That is a great first indication. However the average gdp per capita and the average house price don’t say a lot.
You are dividing two averages on each other. How many real people actually earn the average GDP per capita? And how many houses actually cost the average price?
There is probably a huge income equality in USA. There are a lot people earning below that average gdp per capita. And a lot of millionairs and billionaires.
Check the website wtfhappened in 1971. You see that from the moment Nixxon defaulted all the graphs went up.
Probably the reason is that the prices of houses grew faster than the average income/economy.
The wealthy people invested in scarce assets (houses) and that caused the houses to increase in price faster than the incomes.
If you watch all other precious assets like Mona Lisa, gold, value stocks probably you will see the same. You can buy less of them.
The CPI is a basket of goods that smart people don’t want to buy, your personal CPI includes holidays, steak, lobster, twice a month dining out in a restaurant, every 3 years a new macbook. That is not the regular CPI.
So they are fooling us. Telling is what to buy.
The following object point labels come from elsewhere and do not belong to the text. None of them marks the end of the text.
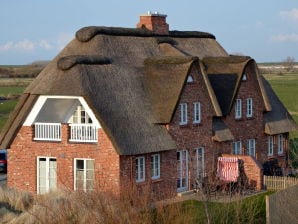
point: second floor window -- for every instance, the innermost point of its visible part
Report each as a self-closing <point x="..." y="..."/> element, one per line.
<point x="251" y="147"/>
<point x="183" y="113"/>
<point x="270" y="145"/>
<point x="155" y="166"/>
<point x="280" y="144"/>
<point x="238" y="109"/>
<point x="197" y="112"/>
<point x="237" y="148"/>
<point x="249" y="107"/>
<point x="140" y="169"/>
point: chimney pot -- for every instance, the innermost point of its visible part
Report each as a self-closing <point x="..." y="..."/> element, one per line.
<point x="155" y="22"/>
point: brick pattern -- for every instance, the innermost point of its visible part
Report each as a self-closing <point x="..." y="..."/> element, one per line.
<point x="155" y="23"/>
<point x="22" y="156"/>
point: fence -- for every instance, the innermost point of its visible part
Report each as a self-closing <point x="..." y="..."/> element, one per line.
<point x="279" y="183"/>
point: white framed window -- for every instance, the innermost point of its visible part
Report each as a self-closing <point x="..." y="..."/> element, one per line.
<point x="197" y="112"/>
<point x="140" y="169"/>
<point x="238" y="109"/>
<point x="183" y="113"/>
<point x="84" y="174"/>
<point x="280" y="144"/>
<point x="80" y="116"/>
<point x="270" y="145"/>
<point x="237" y="148"/>
<point x="46" y="174"/>
<point x="249" y="107"/>
<point x="155" y="166"/>
<point x="251" y="147"/>
<point x="200" y="162"/>
<point x="189" y="79"/>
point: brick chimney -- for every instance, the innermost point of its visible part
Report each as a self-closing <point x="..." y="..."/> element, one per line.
<point x="155" y="22"/>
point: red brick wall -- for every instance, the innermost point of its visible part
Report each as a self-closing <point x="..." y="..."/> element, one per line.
<point x="192" y="136"/>
<point x="22" y="157"/>
<point x="155" y="23"/>
<point x="164" y="187"/>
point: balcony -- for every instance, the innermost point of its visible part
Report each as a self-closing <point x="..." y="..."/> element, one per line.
<point x="77" y="133"/>
<point x="47" y="131"/>
<point x="83" y="133"/>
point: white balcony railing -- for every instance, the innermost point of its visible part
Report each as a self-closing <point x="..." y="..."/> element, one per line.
<point x="83" y="133"/>
<point x="47" y="131"/>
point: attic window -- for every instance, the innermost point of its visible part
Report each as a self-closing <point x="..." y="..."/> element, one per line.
<point x="244" y="77"/>
<point x="189" y="79"/>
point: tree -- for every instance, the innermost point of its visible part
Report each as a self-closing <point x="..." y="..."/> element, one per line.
<point x="289" y="63"/>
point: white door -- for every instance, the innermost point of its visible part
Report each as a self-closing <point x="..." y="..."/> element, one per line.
<point x="46" y="174"/>
<point x="182" y="170"/>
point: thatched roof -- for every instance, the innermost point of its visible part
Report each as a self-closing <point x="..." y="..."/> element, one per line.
<point x="132" y="79"/>
<point x="278" y="120"/>
<point x="225" y="75"/>
<point x="108" y="67"/>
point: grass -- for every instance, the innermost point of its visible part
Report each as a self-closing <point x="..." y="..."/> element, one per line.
<point x="94" y="207"/>
<point x="286" y="88"/>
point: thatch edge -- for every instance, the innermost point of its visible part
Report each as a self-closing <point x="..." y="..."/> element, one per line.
<point x="68" y="62"/>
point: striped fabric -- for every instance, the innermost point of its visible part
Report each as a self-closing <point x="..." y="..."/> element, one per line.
<point x="227" y="169"/>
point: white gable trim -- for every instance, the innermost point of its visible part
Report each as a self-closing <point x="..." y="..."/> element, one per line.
<point x="42" y="99"/>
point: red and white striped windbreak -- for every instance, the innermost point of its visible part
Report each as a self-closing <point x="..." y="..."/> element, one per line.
<point x="227" y="169"/>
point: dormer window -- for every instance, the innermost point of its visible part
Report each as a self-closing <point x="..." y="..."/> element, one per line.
<point x="80" y="116"/>
<point x="244" y="77"/>
<point x="189" y="79"/>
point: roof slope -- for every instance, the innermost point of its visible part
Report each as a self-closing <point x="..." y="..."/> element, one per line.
<point x="106" y="66"/>
<point x="225" y="75"/>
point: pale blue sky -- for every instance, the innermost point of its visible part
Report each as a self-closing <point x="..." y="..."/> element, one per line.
<point x="266" y="30"/>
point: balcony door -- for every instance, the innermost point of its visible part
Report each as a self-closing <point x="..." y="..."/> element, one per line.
<point x="182" y="170"/>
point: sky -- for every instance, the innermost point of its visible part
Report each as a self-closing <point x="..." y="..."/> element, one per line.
<point x="34" y="30"/>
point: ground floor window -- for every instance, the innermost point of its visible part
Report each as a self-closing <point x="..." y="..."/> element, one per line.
<point x="155" y="166"/>
<point x="182" y="170"/>
<point x="46" y="174"/>
<point x="140" y="169"/>
<point x="270" y="145"/>
<point x="251" y="147"/>
<point x="236" y="150"/>
<point x="84" y="174"/>
<point x="280" y="143"/>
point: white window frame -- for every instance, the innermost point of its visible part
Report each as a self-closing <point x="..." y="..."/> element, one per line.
<point x="200" y="162"/>
<point x="237" y="148"/>
<point x="249" y="107"/>
<point x="196" y="112"/>
<point x="155" y="166"/>
<point x="183" y="113"/>
<point x="280" y="144"/>
<point x="270" y="145"/>
<point x="251" y="147"/>
<point x="48" y="187"/>
<point x="84" y="174"/>
<point x="238" y="108"/>
<point x="140" y="169"/>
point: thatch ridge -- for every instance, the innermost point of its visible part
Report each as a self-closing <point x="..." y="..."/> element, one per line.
<point x="87" y="33"/>
<point x="170" y="60"/>
<point x="68" y="62"/>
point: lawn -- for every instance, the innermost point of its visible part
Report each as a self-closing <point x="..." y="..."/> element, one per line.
<point x="248" y="210"/>
<point x="286" y="87"/>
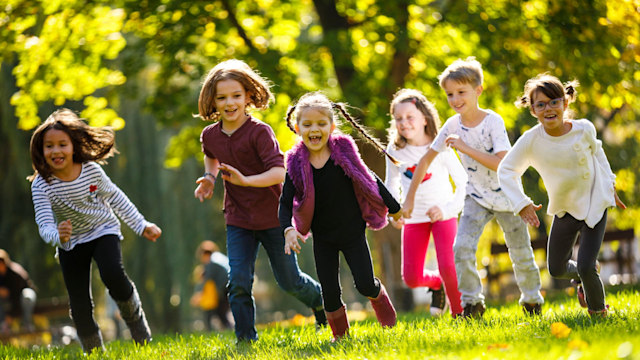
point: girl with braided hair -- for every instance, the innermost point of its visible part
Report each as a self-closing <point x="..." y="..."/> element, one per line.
<point x="246" y="152"/>
<point x="329" y="191"/>
<point x="414" y="126"/>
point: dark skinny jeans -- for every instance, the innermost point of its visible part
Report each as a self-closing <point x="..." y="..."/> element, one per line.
<point x="358" y="256"/>
<point x="76" y="270"/>
<point x="562" y="238"/>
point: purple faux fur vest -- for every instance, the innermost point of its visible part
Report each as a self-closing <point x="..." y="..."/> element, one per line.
<point x="346" y="155"/>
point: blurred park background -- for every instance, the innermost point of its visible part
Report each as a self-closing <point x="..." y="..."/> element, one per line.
<point x="138" y="65"/>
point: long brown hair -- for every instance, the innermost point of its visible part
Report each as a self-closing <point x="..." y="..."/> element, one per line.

If you measure the gdp per capita in terms of the bitcoin, how much bitcoin can you buy in 2023 compared to 2009 you will also see you can buy much less bitcoin.
It means all precious assets go up.
But yeah it is a pitty that young USA people will not be able to own a house.
I use averages precisely because of all the debatable nuances there are in the income distribution. I have no doubt the wealthiest 10%-20% of the people have increased their purchasing power to buy property. For the poorer 80% of the people, this decline is even worse.
Because of the income inequality distribution, I could have used the median values instead of the averages, and that would have shown even a grimmer picture than the numbers I showed. But that would be something an economist can debate saying that the total share of wealth is the important element, thus the average numbers are the important. Also I did not find in my sources any data other than averages.